Pressure injuries. The relationship is bidirectional. Reduced sensation, impaired circulation, and prolonged sitting put you at high risk. Electrode placement must avoid compromised skin. But electrical stimulation of denervated gluteal and thigh muscles has been shown to improve tissue quality and muscle bulk, thereby reducing pressure injury risk over time. This is one of the strongest arguments for treatment.

Spasticity affects muscles that retain their nerve supply (upper motor neuron muscles). FES cycling has been shown to reduce spasticity. For denervated (flaccid) muscles, spasticity is not an issue, but in mixed presentations, spastic muscles may be adjacent to denervated muscles, and the treatment plan must account for both.

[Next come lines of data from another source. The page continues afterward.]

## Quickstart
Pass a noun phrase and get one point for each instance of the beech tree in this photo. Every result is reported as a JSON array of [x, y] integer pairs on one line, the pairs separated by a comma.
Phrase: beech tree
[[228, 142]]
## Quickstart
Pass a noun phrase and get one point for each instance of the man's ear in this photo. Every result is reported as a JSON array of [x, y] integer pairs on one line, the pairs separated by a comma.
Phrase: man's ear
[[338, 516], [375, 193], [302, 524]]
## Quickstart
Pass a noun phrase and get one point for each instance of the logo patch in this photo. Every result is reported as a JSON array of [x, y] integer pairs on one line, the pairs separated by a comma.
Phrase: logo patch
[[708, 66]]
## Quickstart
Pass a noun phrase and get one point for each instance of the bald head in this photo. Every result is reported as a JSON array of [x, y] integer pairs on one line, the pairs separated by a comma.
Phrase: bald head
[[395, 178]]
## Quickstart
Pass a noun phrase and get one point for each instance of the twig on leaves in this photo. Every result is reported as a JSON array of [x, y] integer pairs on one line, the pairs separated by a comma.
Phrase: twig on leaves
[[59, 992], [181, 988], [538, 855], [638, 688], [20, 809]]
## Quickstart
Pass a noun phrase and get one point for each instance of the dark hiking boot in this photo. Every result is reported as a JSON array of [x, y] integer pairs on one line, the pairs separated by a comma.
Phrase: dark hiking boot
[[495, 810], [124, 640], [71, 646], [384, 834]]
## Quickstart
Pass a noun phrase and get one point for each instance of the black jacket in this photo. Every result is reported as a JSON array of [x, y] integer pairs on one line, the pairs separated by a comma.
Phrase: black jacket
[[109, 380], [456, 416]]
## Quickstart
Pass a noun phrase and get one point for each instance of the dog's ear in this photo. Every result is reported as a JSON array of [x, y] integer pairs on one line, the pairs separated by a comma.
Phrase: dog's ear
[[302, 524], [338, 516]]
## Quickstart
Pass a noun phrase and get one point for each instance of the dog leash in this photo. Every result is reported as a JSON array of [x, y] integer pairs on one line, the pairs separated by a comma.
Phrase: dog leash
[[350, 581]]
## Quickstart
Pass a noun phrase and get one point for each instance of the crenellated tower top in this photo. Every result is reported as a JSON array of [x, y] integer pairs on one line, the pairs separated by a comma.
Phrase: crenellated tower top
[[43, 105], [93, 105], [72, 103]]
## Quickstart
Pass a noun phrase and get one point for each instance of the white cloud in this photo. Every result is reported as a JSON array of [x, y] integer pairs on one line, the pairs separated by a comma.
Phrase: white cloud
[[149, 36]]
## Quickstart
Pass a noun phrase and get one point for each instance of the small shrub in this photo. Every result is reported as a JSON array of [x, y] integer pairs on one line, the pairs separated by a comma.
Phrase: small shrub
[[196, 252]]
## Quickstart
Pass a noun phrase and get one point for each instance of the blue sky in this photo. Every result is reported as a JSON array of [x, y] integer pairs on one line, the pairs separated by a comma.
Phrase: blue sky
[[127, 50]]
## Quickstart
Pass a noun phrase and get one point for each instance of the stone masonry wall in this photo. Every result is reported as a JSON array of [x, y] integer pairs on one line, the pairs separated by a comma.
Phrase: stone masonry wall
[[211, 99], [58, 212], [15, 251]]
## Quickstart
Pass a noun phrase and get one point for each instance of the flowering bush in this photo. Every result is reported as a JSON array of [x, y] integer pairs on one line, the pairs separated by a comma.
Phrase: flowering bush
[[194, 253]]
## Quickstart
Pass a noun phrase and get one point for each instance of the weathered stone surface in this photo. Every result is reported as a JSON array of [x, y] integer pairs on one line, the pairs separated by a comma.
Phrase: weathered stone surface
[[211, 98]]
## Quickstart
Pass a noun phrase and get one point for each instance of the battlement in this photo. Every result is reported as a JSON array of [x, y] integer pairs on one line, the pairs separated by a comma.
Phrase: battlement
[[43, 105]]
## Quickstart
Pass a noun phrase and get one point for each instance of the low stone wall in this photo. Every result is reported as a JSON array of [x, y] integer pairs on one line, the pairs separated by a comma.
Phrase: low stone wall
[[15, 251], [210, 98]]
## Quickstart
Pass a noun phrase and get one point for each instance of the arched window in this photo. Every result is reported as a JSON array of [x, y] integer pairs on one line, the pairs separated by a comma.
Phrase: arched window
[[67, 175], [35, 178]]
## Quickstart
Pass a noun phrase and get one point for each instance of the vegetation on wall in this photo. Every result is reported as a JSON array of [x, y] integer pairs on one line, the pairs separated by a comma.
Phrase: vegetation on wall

Osteoporosis. Bone density declines rapidly after SCI. Electrical stimulation contributes to bone loading through the mechanical stress of muscle contraction, and combined with standing programmes, can help maintain bone health.

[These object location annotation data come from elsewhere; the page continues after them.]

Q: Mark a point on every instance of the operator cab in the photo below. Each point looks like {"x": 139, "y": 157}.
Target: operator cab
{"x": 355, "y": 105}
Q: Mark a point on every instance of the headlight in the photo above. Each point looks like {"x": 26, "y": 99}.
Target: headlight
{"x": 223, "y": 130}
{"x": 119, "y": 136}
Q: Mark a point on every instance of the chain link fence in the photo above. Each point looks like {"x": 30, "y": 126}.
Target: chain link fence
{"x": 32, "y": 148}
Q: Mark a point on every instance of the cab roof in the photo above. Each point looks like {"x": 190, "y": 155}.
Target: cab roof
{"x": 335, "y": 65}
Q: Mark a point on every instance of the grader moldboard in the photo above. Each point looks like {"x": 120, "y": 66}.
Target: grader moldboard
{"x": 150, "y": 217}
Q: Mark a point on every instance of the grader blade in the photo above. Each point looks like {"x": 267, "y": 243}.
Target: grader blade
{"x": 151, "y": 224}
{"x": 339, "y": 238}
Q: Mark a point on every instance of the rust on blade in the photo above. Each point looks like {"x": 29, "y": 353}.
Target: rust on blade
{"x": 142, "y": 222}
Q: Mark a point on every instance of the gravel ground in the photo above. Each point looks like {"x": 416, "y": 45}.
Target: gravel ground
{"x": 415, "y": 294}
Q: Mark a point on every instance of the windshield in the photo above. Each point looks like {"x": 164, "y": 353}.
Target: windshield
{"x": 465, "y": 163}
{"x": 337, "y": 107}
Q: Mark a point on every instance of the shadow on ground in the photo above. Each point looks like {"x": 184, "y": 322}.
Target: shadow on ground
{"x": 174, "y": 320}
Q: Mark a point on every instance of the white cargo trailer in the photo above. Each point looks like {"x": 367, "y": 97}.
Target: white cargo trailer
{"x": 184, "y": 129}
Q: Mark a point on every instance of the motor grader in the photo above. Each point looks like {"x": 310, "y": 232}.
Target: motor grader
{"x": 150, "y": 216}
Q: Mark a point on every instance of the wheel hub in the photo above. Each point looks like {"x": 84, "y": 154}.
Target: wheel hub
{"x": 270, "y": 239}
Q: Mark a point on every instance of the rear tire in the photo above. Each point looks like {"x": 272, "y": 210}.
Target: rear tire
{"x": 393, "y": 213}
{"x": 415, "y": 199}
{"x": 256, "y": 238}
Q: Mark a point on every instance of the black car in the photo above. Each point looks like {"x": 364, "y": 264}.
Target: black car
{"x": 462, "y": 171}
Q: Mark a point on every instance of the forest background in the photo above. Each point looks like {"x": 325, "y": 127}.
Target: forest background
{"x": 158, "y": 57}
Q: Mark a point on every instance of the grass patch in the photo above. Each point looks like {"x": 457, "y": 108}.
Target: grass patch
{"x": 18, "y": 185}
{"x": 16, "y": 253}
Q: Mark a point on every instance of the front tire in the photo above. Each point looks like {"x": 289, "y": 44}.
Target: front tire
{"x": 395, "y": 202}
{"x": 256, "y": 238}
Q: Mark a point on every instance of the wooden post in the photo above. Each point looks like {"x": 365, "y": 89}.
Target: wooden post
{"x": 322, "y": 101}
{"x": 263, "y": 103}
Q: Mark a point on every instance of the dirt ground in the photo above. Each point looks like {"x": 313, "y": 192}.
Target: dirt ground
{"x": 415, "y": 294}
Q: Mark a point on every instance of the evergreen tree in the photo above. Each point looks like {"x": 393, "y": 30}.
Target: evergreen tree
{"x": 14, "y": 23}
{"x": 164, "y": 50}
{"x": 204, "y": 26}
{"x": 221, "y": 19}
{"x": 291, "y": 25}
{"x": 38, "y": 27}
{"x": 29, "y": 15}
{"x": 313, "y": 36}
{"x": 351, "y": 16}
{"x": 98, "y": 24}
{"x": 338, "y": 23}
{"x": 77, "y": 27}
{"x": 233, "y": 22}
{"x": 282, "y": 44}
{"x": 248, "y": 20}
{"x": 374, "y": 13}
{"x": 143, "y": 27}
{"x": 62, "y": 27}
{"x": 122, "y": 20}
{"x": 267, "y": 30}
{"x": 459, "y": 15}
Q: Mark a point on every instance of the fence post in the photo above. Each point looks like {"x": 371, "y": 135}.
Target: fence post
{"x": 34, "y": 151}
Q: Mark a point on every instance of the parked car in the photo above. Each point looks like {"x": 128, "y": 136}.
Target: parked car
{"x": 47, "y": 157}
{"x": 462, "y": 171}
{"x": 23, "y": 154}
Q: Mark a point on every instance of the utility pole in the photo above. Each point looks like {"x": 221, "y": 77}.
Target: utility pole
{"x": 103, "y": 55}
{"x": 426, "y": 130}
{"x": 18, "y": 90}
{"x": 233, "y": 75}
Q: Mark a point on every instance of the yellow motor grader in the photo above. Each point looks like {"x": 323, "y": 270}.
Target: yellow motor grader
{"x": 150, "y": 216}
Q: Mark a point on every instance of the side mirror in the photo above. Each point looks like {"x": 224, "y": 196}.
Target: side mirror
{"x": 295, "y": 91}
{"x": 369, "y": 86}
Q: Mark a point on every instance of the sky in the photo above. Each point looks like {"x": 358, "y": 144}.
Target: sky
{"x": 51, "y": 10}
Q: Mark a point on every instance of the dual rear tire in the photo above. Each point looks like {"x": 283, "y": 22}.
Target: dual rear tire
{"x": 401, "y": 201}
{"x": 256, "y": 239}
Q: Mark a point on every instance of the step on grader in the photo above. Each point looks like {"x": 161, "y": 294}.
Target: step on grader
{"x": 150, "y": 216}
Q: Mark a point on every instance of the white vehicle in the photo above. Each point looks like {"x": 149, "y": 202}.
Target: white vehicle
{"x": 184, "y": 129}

6. What a Treatment Day Looks Like

A typical early-phase session for bilateral lower limb denervation: you position yourself, typically lying down, with the leg muscles accessible. Large wet sponge electrodes are placed over the quadriceps on both legs and secured with elastic Velcro straps. The two-channel RISE Stimulator is connected and the prescribed programme selected. The current is gradually increased until a visible twitch is observed, then set to about 10 per cent above this threshold.

The session runs for approximately thirty minutes. This is repeated five to six days per week.

As the muscle responds (confirmed by improvements in the strength-duration test at periodic reviews), the programme progresses: pulse lengths shorten, frequency increases, and the treatment transitions from isolated twitches to sustained contractions. This may take six to twelve months for early starters, longer for late starters.

The early weeks are often the most challenging. You are investing thirty minutes a day and seeing little visible result. This is where realistic expectations and objective monitoring become essential. The first visible sign of progress is often improved tissue quality rather than increased size: the skin looks healthier, the tissue feels firmer. Photographs at each review provide visual evidence of progress.

7. The Long-Term Health Argument

The strongest argument for electrical stimulation in SCI may not be functional recovery, though that is achievable for some, but long-term health.

Every person, with or without a spinal cord injury, needs physical activity to maintain their health. For people with SCI, options are severely limited. Electrical stimulation provides what voluntary exercise cannot: active contraction of paralysed muscles, with all the benefits that muscle activity produces.

• Reduced pressure injury risk means fewer hospital admissions and less suffering.
• Improved bone density means fewer fractures.
• Better cardiovascular fitness means reduced risk of the metabolic and cardiac complications that are leading causes of death in the chronic SCI population.
• Preserved muscle mass means improved body composition, temperature regulation, and overall tissue health.

When we present this argument to funders, we frame it as prevention rather than cure. The cost of the equipment and clinical support is a fraction of the cost of treating a single serious pressure ulcer.

Chapter Summary

Spinal cord injury is where the evidence for denervated muscle stimulation was developed. The critical distinction is between upper motor neuron damage (where standard stimulation works) and lower motor neuron damage (where the specialist protocol is needed), and most SCI patients have both. Each muscle must be assessed individually. Starting early produces the best results, but late starters retain the biological potential for improvement. SCI-specific complications (autonomic dysreflexia, pressure injuries, spasticity, osteoporosis) shape how treatment is delivered but do not prevent it. The strongest argument for treatment may be long-term health: reduced pressure injury risk, preserved bone density, and improved cardiovascular fitness.